Milagres-Bahia

Milagres-Bahia.jpg

Milagres é um município brasileiro do estado da Bahia. Localiza-se a uma latitude 12º52’12” sul e a uma longitude 39º51’32” oeste, estando a uma altitude de 419 metros. Sua população estimada em 2010 era de 10.306 habitantes.

Milagres.png

História

Serra do Gavião, região de mata bruta, de trilha estreita para o sertão, aberta pelo pisotear constante de cavalos e cavaleiros, viandantes, tropeiros, comerciantes, vaqueiros, mascates e boiadeiros, em meio a agreste caatinga, com destino quase sempre à Maracás, Tamburi, Lençóis… A altivez dos montes, a gruta na rocha, a fonte de água cristalina perenemente a jorrar o vale a enriquecer a paisagem, não cansavam o olhar admirado daqueles que diariamente por ali passavam. Olhos atônitos, curiosos, perscrutadores, começaram a constatar a visão de uma jovem vestida de branco, a passear no topo do Morro da Bandeirinha, ou Morro da Lapa, assim chamado, por abrigar no seu bojo a Gruta da Lapa, como se quisesse lembrar aquela a Lapinha de Belém, onde Jesus nasceu.
A repetitiva visão inquietava os viandantes e despertava a curiosidade de outros tantos, que por ali passavam e queriam saber de quem se tratava, pois a notícia se espalhava por toda a redondeza. Por mais que tentassem aproximar-se ninguém conseguia alcançá-la. Ela era fugidia e de extraordinária beleza. Todos tentavam ver a misteriosa figura.

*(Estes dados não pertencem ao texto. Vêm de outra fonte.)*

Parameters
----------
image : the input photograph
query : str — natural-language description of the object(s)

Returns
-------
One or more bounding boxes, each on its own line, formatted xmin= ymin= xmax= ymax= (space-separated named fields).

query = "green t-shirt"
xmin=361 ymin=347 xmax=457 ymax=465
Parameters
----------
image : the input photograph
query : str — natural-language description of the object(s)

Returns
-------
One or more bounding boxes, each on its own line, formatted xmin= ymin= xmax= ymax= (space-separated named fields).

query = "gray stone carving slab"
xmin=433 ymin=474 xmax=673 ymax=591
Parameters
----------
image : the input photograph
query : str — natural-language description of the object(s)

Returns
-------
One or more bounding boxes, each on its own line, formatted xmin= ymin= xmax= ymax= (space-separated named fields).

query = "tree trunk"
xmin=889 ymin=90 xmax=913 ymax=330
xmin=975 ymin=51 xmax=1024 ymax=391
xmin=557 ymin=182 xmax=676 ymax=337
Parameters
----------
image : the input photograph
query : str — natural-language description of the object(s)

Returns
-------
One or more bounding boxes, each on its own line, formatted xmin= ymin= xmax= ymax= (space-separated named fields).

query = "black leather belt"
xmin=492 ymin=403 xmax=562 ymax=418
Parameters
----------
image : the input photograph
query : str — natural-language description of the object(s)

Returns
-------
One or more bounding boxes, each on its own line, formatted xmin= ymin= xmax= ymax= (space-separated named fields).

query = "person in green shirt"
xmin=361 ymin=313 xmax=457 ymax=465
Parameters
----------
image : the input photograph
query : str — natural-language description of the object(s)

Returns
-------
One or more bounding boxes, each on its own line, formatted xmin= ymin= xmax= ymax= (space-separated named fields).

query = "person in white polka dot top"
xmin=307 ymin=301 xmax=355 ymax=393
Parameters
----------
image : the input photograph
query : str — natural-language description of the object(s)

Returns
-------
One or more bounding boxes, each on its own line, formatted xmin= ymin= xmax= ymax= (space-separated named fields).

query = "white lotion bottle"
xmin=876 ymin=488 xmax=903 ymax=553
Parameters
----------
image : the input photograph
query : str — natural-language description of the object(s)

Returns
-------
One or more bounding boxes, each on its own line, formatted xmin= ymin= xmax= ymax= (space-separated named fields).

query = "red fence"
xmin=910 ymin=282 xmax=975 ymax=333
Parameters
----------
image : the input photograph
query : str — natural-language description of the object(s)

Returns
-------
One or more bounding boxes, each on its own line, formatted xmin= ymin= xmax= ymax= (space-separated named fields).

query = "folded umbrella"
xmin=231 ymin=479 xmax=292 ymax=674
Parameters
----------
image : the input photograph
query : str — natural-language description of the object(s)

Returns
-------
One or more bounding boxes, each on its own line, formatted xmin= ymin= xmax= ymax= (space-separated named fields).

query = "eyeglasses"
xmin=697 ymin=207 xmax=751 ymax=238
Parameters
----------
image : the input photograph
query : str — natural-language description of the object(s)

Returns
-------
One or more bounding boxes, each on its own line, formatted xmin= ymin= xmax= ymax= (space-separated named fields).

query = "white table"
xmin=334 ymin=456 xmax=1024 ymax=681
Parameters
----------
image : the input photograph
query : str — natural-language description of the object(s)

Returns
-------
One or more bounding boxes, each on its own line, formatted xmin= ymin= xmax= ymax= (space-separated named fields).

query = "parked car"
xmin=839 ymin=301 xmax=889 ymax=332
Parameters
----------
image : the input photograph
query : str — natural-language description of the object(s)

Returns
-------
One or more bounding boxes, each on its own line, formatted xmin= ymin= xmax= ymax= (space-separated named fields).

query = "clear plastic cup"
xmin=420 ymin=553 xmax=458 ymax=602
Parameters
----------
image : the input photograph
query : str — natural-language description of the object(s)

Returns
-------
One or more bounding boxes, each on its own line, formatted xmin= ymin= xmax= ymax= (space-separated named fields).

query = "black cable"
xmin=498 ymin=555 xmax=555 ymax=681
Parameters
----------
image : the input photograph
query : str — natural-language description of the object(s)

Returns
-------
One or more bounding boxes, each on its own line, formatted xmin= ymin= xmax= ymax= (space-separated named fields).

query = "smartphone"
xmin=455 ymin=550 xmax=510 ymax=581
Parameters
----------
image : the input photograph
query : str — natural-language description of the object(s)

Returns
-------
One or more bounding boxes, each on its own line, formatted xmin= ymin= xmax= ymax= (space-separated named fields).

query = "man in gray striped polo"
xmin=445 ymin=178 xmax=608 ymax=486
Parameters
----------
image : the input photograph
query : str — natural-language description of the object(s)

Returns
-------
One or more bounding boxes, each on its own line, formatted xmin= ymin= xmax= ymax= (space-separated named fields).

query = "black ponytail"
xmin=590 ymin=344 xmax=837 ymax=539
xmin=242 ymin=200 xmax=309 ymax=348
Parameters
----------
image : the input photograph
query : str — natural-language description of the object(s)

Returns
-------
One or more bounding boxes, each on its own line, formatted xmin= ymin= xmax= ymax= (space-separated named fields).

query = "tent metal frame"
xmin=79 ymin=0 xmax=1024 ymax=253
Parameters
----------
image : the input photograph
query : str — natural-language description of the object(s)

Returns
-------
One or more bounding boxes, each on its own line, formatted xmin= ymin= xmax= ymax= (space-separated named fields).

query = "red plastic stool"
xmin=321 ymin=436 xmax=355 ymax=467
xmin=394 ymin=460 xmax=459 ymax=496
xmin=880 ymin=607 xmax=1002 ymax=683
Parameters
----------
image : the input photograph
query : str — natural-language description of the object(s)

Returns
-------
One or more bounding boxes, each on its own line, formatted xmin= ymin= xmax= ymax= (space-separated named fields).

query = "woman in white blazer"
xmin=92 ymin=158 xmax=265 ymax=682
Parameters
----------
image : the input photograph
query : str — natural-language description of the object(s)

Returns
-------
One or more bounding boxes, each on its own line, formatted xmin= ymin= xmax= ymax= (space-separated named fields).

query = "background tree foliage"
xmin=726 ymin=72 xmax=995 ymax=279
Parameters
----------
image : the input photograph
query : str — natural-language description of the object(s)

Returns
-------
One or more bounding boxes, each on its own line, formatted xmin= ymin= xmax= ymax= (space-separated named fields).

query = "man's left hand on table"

Passando por esse lugar um frade franciscano de nome Frei Luiz Maria Bento, ou Frei Luiz de Giove e sabendo dos recentes comentários, pernoitou na Fazenda Quixabas, para no dia seguinte percorrer o caminho que o conduziria ao Morro da Lapa, não muito fácil de vencer no tempo de um só dia, pois íngreme era o caminho, e avançada hora, o sol já se punha. Ao amanhecer, entre o ímpeto e a cautela, silencioso e prudente, o religioso rumou para o local. Acredita-se que também ele pode ter observado algo de misterioso ou de impressionante, permanecendo por mais alguns dias para a constatação dos fatos. É crível que o franciscano, encontrou uma imagem da Virgem Maria. Possivelmente numa das suas andanças pelo Morro, não se sabe deixada por quem. Afagando-a ao peito, desceu com ela para deixá-la até hoje nas mãos e no coração de tanta gente.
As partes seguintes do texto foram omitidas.